素材として多いのがやはり魚介類の佃煮で、イカナゴやワカサギ、赤貝や牡蠣とその種類は豊富。季節物としては土筆(ツクシ)や蕗(フキ)の佃煮が有名で、こちらは季節感満載のいいお茶請けになるだろう。変わり種としてはイナゴや蜂の子の佃煮。ゲテモノ料理に括られることもあるが、こちらも立派な郷土料理である。
余った食材で佃煮を作る
このように佃煮の素材は多種多様のため、余った食材や野菜の切れ端でも作成可能。製法も醤油・砂糖・味醂・酒(他にも酢・生姜・だし汁)などを適量加えて焦げないように煮詰めるだけと至って簡単で、冷蔵庫の余り物の処分にも向いている。
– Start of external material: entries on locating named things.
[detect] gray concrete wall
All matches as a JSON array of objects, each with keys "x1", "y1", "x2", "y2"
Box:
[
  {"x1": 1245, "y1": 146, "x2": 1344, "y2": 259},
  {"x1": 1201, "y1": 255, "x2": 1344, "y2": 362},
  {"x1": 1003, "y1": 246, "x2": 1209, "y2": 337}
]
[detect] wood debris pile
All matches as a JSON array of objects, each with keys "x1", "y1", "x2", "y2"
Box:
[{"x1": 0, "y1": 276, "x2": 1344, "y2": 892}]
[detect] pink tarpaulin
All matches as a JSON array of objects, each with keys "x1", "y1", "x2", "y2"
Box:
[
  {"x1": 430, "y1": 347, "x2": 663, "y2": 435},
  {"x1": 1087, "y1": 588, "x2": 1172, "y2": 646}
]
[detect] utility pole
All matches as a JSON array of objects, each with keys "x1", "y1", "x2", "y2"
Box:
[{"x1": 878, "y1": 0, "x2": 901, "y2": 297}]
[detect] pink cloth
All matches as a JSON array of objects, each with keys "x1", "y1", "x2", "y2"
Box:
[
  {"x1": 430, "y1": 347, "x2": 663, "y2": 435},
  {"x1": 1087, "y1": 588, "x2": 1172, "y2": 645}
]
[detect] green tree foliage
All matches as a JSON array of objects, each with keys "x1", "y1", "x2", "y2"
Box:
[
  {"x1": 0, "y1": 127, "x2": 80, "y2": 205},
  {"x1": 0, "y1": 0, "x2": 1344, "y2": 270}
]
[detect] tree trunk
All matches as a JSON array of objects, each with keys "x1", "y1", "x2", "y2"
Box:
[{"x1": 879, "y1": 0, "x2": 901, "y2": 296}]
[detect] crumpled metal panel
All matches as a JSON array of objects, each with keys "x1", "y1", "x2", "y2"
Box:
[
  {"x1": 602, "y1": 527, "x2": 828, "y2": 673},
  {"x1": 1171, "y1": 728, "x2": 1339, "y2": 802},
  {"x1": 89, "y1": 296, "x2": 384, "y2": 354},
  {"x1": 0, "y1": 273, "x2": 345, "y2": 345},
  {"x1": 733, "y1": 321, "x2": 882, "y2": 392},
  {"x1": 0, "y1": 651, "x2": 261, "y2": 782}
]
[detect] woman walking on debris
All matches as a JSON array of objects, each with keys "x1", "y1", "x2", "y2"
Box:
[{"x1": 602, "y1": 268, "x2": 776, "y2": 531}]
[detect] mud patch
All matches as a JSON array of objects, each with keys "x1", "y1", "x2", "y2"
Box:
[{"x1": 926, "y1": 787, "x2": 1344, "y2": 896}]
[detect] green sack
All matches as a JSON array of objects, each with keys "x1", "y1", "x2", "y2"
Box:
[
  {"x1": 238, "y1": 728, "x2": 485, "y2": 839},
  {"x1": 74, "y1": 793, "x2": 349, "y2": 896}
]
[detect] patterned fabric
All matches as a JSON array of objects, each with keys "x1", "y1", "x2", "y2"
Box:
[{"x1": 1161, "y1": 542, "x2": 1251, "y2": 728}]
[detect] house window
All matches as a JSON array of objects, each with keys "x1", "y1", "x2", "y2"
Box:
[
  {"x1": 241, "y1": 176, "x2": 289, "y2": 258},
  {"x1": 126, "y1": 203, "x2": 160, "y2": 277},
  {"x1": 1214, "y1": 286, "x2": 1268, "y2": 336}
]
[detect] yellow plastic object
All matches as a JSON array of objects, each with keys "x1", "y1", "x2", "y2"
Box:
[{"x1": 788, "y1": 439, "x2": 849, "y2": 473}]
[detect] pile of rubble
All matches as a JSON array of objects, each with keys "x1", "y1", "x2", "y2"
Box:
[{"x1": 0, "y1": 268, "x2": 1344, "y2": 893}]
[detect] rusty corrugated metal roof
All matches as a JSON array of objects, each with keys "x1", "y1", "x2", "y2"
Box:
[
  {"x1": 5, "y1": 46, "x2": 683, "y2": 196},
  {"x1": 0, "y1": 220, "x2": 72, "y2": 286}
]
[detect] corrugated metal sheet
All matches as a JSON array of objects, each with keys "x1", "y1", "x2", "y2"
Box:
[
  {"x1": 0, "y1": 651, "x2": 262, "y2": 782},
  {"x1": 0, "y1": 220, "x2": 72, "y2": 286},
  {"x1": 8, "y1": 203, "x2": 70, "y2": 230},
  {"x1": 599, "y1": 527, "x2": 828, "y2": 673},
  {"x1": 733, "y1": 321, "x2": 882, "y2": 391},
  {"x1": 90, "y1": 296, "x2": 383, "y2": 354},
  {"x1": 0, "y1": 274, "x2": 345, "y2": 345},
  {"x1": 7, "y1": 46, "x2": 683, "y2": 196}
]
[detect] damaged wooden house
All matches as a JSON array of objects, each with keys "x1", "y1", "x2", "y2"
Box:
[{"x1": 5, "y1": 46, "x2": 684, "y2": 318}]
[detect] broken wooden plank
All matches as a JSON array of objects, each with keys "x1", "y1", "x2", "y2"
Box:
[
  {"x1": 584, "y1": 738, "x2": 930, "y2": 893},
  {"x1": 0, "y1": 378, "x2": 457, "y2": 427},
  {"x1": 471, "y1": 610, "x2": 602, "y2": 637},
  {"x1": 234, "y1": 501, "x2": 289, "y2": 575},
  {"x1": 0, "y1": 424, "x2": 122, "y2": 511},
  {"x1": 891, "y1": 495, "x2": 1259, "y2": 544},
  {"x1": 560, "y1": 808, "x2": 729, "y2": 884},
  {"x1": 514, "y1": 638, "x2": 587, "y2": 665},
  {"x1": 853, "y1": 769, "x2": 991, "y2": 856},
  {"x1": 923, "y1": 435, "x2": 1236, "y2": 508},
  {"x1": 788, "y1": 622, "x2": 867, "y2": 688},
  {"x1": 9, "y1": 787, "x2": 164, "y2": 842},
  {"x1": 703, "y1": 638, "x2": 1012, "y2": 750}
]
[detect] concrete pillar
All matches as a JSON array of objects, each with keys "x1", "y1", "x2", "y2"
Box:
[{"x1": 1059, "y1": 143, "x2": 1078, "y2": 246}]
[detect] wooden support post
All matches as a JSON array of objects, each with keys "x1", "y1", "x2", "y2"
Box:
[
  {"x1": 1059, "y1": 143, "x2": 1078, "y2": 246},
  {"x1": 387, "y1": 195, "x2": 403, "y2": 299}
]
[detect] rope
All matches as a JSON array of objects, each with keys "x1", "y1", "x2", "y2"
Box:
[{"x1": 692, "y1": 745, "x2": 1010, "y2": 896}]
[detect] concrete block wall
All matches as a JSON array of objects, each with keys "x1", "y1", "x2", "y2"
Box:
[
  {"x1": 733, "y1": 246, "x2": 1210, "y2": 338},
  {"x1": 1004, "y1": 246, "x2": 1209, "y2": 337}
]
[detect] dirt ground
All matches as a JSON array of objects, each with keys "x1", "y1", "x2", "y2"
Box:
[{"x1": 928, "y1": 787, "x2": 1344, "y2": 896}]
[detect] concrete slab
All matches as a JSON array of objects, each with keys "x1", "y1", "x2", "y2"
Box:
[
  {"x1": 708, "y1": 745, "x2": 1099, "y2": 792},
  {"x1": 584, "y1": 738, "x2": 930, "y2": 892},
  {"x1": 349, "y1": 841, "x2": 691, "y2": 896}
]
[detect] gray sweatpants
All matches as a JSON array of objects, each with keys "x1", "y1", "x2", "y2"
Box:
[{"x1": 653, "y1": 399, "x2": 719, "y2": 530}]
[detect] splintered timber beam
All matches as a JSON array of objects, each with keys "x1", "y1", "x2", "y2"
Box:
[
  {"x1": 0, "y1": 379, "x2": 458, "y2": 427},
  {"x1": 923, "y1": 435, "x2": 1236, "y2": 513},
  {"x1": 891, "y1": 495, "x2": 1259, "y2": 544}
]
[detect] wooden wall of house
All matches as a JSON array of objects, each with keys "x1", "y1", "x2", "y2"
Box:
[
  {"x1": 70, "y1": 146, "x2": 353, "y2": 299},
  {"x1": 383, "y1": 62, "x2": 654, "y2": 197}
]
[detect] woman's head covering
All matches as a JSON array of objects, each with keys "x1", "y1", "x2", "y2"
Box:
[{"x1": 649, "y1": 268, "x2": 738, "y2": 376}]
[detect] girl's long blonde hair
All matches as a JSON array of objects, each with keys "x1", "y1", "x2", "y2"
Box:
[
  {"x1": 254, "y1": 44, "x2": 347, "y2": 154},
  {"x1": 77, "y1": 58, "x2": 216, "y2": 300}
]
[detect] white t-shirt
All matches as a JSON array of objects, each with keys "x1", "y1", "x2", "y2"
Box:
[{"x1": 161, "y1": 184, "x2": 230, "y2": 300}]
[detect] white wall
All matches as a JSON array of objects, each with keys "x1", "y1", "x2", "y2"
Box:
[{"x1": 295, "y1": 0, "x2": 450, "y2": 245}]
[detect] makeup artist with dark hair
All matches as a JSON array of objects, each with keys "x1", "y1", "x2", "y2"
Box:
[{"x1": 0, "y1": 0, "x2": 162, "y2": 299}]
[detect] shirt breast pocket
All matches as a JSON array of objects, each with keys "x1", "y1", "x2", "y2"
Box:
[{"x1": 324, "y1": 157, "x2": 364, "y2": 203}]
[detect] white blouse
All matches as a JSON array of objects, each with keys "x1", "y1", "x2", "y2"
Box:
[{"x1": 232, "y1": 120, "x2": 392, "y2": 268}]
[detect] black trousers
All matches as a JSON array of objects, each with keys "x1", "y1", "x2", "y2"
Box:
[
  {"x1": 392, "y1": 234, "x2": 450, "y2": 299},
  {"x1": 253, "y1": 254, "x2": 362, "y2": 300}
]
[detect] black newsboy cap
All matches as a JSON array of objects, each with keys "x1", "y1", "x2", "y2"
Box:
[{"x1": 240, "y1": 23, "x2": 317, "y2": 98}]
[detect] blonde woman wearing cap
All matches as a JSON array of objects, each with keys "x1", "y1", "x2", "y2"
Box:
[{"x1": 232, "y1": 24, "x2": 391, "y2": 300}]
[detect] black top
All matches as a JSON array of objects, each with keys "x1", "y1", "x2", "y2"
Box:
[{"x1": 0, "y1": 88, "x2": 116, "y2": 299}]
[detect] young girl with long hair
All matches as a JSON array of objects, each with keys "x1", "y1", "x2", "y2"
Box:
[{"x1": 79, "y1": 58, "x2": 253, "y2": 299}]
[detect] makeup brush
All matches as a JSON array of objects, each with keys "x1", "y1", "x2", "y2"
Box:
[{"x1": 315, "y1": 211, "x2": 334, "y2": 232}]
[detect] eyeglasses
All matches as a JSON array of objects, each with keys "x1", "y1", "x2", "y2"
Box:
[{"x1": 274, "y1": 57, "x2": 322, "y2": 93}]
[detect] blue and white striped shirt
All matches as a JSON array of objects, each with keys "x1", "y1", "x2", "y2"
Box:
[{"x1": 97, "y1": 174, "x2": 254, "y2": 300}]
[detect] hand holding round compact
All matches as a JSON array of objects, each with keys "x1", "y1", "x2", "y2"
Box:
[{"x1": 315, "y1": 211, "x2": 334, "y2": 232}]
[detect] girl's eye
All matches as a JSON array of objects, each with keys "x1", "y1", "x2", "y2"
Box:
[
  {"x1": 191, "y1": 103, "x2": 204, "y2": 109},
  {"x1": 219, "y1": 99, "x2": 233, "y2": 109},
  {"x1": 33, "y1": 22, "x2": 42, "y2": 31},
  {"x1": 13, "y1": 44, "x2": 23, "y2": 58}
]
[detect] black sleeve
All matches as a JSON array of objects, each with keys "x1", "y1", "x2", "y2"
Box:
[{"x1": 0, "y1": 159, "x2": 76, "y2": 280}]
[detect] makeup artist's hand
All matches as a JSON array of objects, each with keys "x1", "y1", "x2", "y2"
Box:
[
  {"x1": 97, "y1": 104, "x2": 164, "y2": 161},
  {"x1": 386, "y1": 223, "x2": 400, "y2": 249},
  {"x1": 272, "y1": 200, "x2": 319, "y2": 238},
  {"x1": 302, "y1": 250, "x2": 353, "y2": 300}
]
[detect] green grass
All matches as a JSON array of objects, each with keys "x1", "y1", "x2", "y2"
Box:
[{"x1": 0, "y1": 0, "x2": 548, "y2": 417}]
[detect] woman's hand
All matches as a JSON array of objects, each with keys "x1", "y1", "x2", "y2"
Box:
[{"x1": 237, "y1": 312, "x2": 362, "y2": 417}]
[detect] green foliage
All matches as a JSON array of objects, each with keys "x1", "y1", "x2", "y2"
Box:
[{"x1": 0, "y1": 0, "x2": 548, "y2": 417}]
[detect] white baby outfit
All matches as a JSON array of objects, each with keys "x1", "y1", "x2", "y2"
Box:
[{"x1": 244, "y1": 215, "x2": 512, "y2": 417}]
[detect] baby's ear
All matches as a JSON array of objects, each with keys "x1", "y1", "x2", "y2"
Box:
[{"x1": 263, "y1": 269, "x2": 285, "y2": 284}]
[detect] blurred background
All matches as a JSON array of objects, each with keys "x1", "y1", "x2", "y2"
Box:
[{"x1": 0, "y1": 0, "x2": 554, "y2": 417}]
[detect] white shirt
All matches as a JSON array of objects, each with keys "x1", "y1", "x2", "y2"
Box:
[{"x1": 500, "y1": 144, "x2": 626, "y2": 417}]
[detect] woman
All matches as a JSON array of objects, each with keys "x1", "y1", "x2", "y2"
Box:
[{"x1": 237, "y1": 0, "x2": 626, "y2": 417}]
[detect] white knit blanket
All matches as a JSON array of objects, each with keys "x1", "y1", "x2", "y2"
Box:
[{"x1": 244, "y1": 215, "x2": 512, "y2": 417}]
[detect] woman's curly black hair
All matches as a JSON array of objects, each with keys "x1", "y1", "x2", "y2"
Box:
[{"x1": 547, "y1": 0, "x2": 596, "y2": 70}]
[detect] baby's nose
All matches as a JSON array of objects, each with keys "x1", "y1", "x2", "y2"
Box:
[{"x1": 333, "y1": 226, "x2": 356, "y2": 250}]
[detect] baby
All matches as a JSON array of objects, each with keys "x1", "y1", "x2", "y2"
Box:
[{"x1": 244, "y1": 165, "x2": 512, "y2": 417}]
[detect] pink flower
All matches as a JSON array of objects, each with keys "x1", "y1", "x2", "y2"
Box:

例えばお中元やお歳暮などで貰った海苔。開封しても消費量が少なくすぐに湿気てしまうのが難点だが、そんな時は佃煮にしてしまえばいいのだ。細かく切った海苔を湯だった鍋に入れて溶かし、醤油・砂糖・味醂で煮詰めていく。いい具合になったら水溶き片栗粉でとろみをつければ立派な海苔の佃煮が完成だ。これら佃煮は砂糖や醤油の量、また出汁や隠し味で入れた調味料などによって味が決まるので、素材に合わせて変えるもよし、自家製の味を追求するのもよしと、簡単に作れる上に追及すればするほど奥も深い食べ物でもある。
食卓で余ったお刺身、調理の際に出た野菜の切れ端、戸棚に眠っている乾物などから作れる佃煮は家計にも優しく食も進む美味しい一品。冷蔵庫に眠っている食材の処理に悩んだら佃煮を作ってみてはいかがか?